Public clinical data science data sets

Looking for a clinical data science project? Here are some free data sets that might be of use (in no particular order):

Human Physiological and Neuroimaging Data

  1. Cam-CAN (Cambridge Centre for Ageing Neuroscience) dataset: fMRI, MRI, MEG, and behavioral human neurodata on people of various ages (i.e., cross-sectional data)
  2. Physionet: A wide array of clinically relevant physiological recordings (e.g., sleep staging EEG/EMG data, ECG data) as well as some software. For example, the CHB-MIT Scalp EEG Database consisting of inpatient ictal and interictal scalp EEG recordings from pediatric patients
  3. ieeg.org: A large database of EEG and intracranial EEG (iEEG) data from patients and animals suffering from epilepsy
  4. Kaggle iEEG epilepsy competitions:
    1. Seizure detection 2014
    2. Seizure prediction 2014
    3. Seizure prediction 2016
  5. Wrist sensor data for heart rate estimation
  6. Miller & Ojemann’s library of human electrocorticographic data and analyses: Free database of ECoG data acquired during various tasks (e.g., motor, memory, vision)
  7. University of Pennsylvania’s Electrophysiology Portal: Free database of iEEG data acquired during various cognitive tasks or brain states.
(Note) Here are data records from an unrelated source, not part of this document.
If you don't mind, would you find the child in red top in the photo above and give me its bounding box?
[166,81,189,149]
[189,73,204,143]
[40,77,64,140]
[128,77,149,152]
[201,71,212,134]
The data are particularly good for studying memory and they have some intracranial electrical stimulation data as well.
  8. Arnaud Delorme’s list of public EEG datasets
  9. ABIDE autism neuroimaging databases: MRI and fMRI data from individuals diagnosed with autism and control participants
  10. PAMAP2 Physical Activity Monitoring Data set: Contains data of 18 different physical activities (such as walking, cycling, playing soccer, etc.), performed by 9 subjects wearing 3 inertial measurement units and a heart rate monitor. The dataset can be used for activity recognition and intensity estimation, while developing and applying algorithms of data processing, segmentation, feature extraction and classification.
  11. The Human Connectome Project: fMRI, MRI, DTI, & MEG data from 900 individuals (some across several years I believe)
  12. OMEGA (The Open MEG Archive): Magnetoencephalogram database hosted by the Montreal Neurological Institute
  13. Heart Disease Data Set: 76 attributes of individuals that should help detect heart disease

Health Care Data:

  1. Medicare health outcomes survey: Measures the ‘physical and mental health and well-being’ of beneficiaries for a 2 year period. The data set covers recipients from 1998-2014.
  2. Medical expenditure panel survey: From the agency for Healthcare Research and Quality.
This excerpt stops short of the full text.